There is a curious craft with a red sail making its way toward the west end of the Cape Cod Canal as I write. She's made of wood - that much is clear through the scope by the great picture windows facing the bay - but her sail is stiffened throughout with stays like those of a Chinese Junk. There actually is, or was, a Junk that sailed the waters of Buzzards Bay when I was growing up. There are sloops and yawls among the pleasure craft today, and on very windy afternoons the windsurfers dance across the waves like skipping stones. Later today I may see a great rainbow-hued spinnaker billowing before the mast of some inbound vessel.

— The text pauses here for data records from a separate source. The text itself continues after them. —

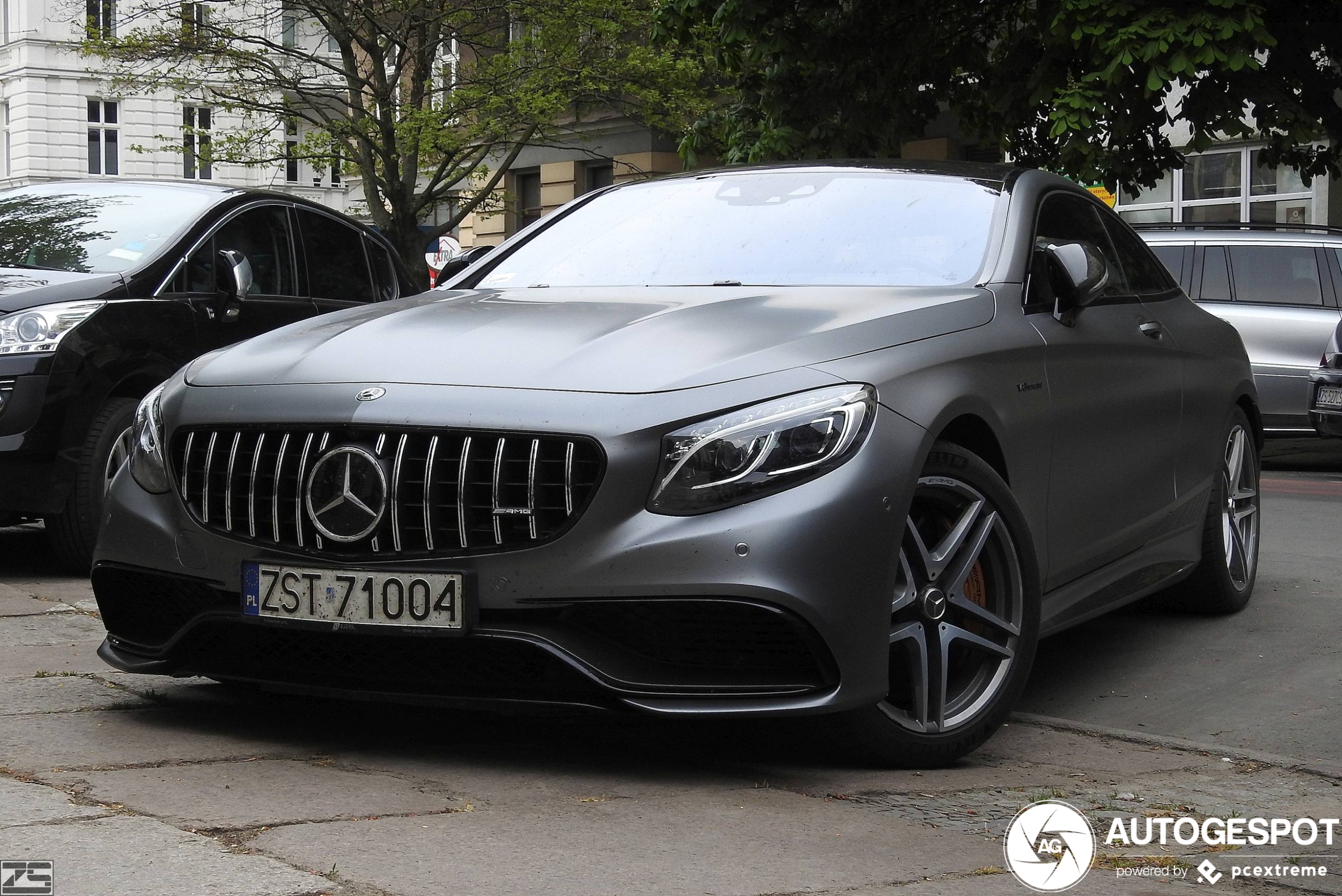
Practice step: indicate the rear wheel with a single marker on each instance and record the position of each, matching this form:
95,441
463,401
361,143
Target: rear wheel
74,531
1223,581
964,619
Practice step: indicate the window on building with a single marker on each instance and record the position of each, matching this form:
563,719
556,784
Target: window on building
194,18
528,199
104,150
101,23
292,151
599,175
195,143
1223,185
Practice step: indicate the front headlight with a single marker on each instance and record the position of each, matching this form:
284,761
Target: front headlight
41,329
147,455
761,450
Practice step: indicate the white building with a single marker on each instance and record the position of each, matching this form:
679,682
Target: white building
60,120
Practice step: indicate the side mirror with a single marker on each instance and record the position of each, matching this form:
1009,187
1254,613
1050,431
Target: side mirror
462,262
234,281
1084,272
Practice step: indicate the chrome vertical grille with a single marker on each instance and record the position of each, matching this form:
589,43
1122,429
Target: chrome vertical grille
449,491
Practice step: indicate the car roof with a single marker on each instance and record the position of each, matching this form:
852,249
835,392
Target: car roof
985,172
1231,232
220,192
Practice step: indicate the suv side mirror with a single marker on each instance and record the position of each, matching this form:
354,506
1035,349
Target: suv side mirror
462,262
1084,275
234,279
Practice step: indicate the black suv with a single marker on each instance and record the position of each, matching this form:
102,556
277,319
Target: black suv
108,287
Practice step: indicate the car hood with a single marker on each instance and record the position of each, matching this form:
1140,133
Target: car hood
23,287
627,340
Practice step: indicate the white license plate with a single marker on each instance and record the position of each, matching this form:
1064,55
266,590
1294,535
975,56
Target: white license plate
356,598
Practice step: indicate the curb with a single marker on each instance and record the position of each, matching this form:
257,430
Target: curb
1320,769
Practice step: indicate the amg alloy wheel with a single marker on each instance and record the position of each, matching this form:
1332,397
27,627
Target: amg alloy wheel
1223,581
957,609
1239,509
964,616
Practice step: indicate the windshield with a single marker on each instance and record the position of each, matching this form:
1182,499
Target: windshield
799,227
93,227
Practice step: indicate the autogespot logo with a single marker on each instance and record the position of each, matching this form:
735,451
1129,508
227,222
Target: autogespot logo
1050,847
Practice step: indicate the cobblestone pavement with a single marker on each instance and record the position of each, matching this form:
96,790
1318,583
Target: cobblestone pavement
175,788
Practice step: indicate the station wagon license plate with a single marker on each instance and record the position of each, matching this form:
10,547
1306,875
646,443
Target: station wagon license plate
1330,396
355,598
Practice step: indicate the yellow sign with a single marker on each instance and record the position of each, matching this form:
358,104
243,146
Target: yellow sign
1102,195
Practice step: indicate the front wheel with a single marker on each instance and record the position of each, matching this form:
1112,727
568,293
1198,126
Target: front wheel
964,618
74,531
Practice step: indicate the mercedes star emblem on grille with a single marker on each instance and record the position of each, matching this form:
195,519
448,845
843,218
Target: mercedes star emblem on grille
347,494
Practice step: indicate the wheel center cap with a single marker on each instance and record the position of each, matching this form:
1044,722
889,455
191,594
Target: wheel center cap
933,603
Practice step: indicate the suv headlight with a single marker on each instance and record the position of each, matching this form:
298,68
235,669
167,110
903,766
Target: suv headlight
761,450
147,455
41,329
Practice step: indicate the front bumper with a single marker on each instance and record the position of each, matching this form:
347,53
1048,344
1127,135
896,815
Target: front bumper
1326,420
777,605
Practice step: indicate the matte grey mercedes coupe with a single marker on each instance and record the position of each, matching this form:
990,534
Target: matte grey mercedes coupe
830,439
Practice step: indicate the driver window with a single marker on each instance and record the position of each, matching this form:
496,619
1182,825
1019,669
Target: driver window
1067,219
262,235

To my mind there are not enough sailing craft in the bay today for such a glorious late summer Sunday. Some of the best sailing weather is yet to come, in autumn wind with the whitecaps foaming, but today would be a day to savor summer to the dregs with the wind in my face and the blue water sparkling alongside.
Tonight, if the weather holds, I'll bring the children down to the beach and into the water to swim as we watch the stars. Maybe there will still be phosphorus glowing around us as there were earlier in summer. Maybe the pale face of Jupiter will leave a shining path on the face of the water.
My Great Great Aunt Kate, so I am told though she died when I was still an infant, had a favorite psalm for days like these:
"This is the day that the Lord hath made. Let us rejoice and be glad in it!"
Such days as these are "Aunt Kate Days".